A month's data for green taxis from September 1st 2013 to Ocotber 1st 2013 is used and has  ~50,000 rows of trip data. Additional [weather data](https://www.ncdc.noaa.gov/isd/data-access) for Sept-Oct 2013 from an external source, specifically from NOAA is also used for supporting the predictive analytics. Here is an outline of the main steps undertaken:

* Load the Green taxi and NOAA surface hourly weather datasets as 2 tables into an SQL database.
* Perform preliminary data cleaning and then merge weather and taxi tables in SQL.
* Feature engineering and further data wrangling is performed in Pandas in preparation for predictive modeling.
* A 'multi-class' classification pipeline is applied to predict the category of taxi fares.



## 2. Data wrangling and geospatial visualization of taxi trips

***NOTE:*** The full data wrangling [***SQL Source Code is here***](https://github.com/RaviAnalytics/ravi_NYC_github_folder/blob/master/SQL_Data_Wrangling_Taxi_Ravi.ipynb).  

Processing begins by loading the taxi and weather data as 'chunks' into the SQL database to avoid computational overhead. The first objective is to merge the taxi and weather data into a single SQL table. To facilitate this, some wrangling was carried out to ensure the 'datetime' columns on the individual taxi and weather tables were in a consistent format. Once this is done, a left join operation was used to merge the 2 tables based on the commonality of their dates. Thus, for each taxi trip there is also an associated temperature (in Fahrenheit) value which was available from the weather data. The intuition is that the weather in New York may influence the taxi tip amounts and can be useful for prediction. 

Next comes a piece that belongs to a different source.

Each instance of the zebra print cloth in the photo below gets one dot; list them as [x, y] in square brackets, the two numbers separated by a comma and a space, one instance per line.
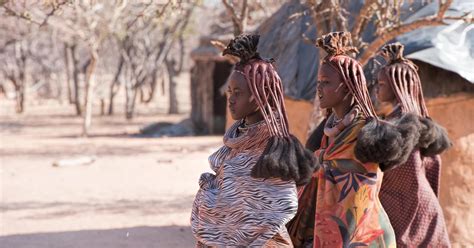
[232, 208]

Some exploratory analysis is also carried out directly from the SQL database. This gives us some insights into the geospatial distribution of the data based on factors such as trip distances, and trip distributions as tip amounts vary. The map below uses a CartoDB basemap and shows the New York region where the differently color-coded areas indicate the ***5 different boroughs***. The borough shape [data](https://data.cityofnewyork.us/City-Government/Borough-Boundaries/tqmj-j8zm/data) was accessed from the NYC OpenData site. Using SQL queries, we are also able to illustrate taxi trips based on 2 different fare categories (between \$5 and \$10, as well as greater than \$10). The increasing size of the circular markers indicate trips with greater distances travelled. From visual inspection, the taxi trips with tips greater than $10 have larger circles than the other category. This indicates that:

* **Drivers who undertake longer trips get higher tip amounts**.

In [1]:
import folium
import pandas as pd
import os
from IPython.display import HTML
from IPython.core.display import HTML
import json
NY_COORDINATES = (40.7, -74)
import geopandas


shpfile = os.path.join('Borough Boundaries', 'geo_export_4c5d30a1-b759-453f-a5fa-3f83d09daf2f.shp')
geodf = geopandas.GeoDataFrame.from_file(shpfile)
geodf['style'] = [
    {'fillColor': '#ff0000', 'weight': 2, 'color': 'black'},
    {'fillColor': '#00ff00', 'weight': 2, 'color': 'black'},
    {'fillColor': '#0000ff', 'weight': 2, 'color': 'black'},
    {'fillColor': '#ffff00', 'weight': 2, 'color': 'black'},
    {'fillColor': '#00ffff', 'weight': 2, 'color': 'black'},
]

In [2]:
from shapely.geometry import Polygon, Point
from geopandas import GeoDataFrame
import sqlite3

con = sqlite3.connect('greentaxi4.db')

df = pd.read_sql_query('SELECT * FROM grt5 WHERE Tip_amount>10', con)
# print df.shape

df1 = pd.read_sql_query('SELECT * FROM grt5 WHERE Tip_amount>5 AND Tip_amount<10', con)
# print df1.shape

df2 = pd.read_sql_query('SELECT * FROM grt5 WHERE Tip_amount>=0 AND Tip_amount<5', con)
# print df2.shape

In [4]:
m = folium.Map([40.72, -74], zoom_start=10.5, tiles='cartodbpositron',
              attr = '© OpenStreetMap contributors, © CartoDB')

#----add legend----#
logo_url ='http://img.pixady.com/2017/01/241694_capture6_460x266.jpg'
icon = folium.features.CustomIcon(logo_url,\
                                  icon_size=(160, 100))
fg00=folium.FeatureGroup(name="Key")

fg00.add_child(folium.Marker([40.8419,-74.2056],
          popup='Key',
          icon=icon))


# m = folium.Map([40.7, -74], zoom_start=10, tiles='Stamen Terrain')
fg0=folium.FeatureGroup(name="Boroughs")

# folium.GeoJson(geodf).add_to(m)
fg0.add_child(folium.GeoJson(geodf))

fg1=folium.FeatureGroup(name="taxi trips (Tip greater than $10)")

# Loop through rows (one per trip) and compute marker color (Tip_amount) and size (Trip_distance)
for index, row in df.iterrows():
    fg1.add_child(folium.CircleMarker(location = [row['Pickup_latitude'],row['Pickup_longitude']],
                                    popup = row['lpep_pickup_datetime'], # Add labels 
                                    radius = row['Trip_distance']/2.5,
                                    fill_color='yellow'))

fg2=folium.FeatureGroup(name="taxi trips (Tips between $5 and $10)")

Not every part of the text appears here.